System Design: Input Capture, Ordering, and "What Did the User Input?"
Context
Design a client-side input SDK that runs inside a desktop application process (Windows/macOS/Linux). It must capture keyboard and mouse input from multiple devices, reconstruct what the user typed (including IME/composition), and expose APIs for state queries, replay, and persistence.

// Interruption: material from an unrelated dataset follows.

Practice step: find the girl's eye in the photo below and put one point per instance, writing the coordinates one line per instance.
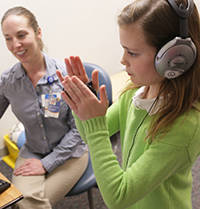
(132, 54)
(21, 35)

Assume the app has access to OS event streams (e.g., raw input/Quartz/evdev) and the text input pipeline (key events, text/IME composition events). The system should add minimal latency and be thread-safe.
Requirements
-
Input coverage
-
Keyboard: key press/release, modifiers, auto-repeat, dead keys.
-
Text input: IME/composition (start/update/end), committed text, deletions.
-
Mouse: button press/release, movement, scroll (wheel/touch), cursor position.
-
Multi-device: multiple keyboards/mice connected simultaneously.
-
Ordering and interpretation
-
Preserve total ordering across devices (global timeline) with stable sequencing.
-
Debounce noisy hardware for keys/buttons.
-
Detect double-clicks with configurable time/position thresholds.
-
Reconstruct the typed text reliably across locales and IMEs.
-
APIs
-
Query current state: which keys/modifiers are down, pointer state/position, active composition, last-click metadata.
-
Query derived text: "what did the user type" over a time/window or session.
-
Replay inputs deterministically.
-
Persist sessions and reload.
-
Engineering
-
Specify data models (event schemas), classes/interfaces.
-
Event queues, buffering strategy, backpressure.
-
Concurrency and thread-safety model.
-
Latency targets and non-functional goals.
-
Failure handling and recovery.
Provide a detailed design covering the above, with clear assumptions and trade-offs.